貨幣の中立性
貨幣の中立性とは、古典的マクロ経済理論によれば、貨幣供給量の変化が名目変数には影響を与えるが、実質変数には影響を与えないことを意味します。言い換えると、貨幣供給が変化しても、生産や雇用といった実質変数は影響を受けません。
貨幣の中立性の結果
貨幣の中立性を仮定することで、実質GDPや失業率といった実質変数の決定要因を貨幣供給の変動を考慮せずに分析することが可能になります。この仮定の結果、貨幣供給は実質変数には全く影響を与えず、名目変数のみに影響を与えます。例えば、貨幣供給が2倍になれば、経済内の全ての価格が2倍になる一方で、失業率や購買力といった重要な実質変数には影響を与えません。
短期・長期と貨幣の中立性
現代のマクロ経済理論では、大多数の経済学者が貨幣の中立性は長期的には適用されると考えています。つまり、長期的には貨幣供給が生産、雇用、実質賃金といった実質変数に影響を与えないとされています。しかし、短期的にはそうではありません。
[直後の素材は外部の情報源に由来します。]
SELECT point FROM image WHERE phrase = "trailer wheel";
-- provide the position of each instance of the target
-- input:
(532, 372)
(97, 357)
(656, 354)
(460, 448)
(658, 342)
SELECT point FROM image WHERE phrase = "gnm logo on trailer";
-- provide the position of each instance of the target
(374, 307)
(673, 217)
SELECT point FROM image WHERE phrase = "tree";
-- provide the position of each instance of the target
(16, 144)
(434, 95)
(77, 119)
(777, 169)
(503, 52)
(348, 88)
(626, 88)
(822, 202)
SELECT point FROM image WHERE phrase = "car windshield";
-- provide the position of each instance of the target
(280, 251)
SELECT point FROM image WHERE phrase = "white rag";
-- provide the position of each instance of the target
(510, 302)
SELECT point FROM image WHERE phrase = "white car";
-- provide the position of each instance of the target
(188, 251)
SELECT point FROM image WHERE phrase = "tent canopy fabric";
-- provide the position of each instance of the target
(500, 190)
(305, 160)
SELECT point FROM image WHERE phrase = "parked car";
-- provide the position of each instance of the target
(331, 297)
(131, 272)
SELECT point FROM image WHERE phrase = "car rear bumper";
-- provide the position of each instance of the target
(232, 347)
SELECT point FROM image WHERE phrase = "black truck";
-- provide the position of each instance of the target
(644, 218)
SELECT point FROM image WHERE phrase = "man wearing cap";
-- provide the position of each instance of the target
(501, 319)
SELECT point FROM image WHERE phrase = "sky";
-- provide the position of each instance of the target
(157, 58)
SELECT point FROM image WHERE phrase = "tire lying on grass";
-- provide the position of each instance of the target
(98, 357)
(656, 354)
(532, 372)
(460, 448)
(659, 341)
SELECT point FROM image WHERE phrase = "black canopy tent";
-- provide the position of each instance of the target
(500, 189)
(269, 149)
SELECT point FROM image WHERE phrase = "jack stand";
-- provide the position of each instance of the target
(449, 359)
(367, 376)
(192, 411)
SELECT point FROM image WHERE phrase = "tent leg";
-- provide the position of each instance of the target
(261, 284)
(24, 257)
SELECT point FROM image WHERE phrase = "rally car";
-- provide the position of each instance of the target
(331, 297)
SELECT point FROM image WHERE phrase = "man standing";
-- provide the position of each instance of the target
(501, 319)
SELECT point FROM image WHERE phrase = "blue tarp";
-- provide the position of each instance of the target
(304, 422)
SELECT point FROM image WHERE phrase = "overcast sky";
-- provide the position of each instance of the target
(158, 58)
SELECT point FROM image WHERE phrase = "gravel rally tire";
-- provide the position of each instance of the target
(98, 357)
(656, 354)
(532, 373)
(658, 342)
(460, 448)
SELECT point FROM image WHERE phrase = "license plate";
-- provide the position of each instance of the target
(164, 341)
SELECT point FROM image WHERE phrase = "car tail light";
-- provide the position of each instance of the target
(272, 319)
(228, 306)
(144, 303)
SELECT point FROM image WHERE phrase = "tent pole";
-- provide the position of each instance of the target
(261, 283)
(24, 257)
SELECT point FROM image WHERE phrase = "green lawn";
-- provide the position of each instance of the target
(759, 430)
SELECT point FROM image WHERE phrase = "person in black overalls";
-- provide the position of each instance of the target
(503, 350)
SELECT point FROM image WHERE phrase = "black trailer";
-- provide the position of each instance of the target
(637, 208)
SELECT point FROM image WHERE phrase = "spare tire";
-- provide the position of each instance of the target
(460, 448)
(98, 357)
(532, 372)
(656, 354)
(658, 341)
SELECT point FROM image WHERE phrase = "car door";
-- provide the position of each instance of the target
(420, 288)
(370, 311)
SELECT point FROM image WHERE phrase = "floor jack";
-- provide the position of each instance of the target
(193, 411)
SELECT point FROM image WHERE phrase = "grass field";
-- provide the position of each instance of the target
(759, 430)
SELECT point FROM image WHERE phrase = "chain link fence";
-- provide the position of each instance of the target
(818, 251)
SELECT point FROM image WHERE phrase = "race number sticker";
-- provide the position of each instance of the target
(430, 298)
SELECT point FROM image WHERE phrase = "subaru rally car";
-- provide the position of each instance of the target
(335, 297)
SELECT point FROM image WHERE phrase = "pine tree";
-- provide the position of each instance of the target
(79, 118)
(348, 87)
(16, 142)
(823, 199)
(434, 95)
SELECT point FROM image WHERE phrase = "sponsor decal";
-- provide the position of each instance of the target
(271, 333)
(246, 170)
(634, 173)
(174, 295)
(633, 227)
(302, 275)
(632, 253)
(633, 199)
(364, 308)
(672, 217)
言い換えると、貨幣供給の変化は短期的には生産や失業といった実質変数に影響を与えますが、その影響は長期的には消失し、名目変数のみに影響が残ります。
その理由として、短期的には価格の硬直性や適切な調整の困難さが挙げられます。その主な原因は、多くの価格が一定期間の契約で固定されていることや、価格を更新するコストがかかることです。しかし、長期的には価格が最終的に正しく調整されるため、名目変数のみが影響を受けることになります。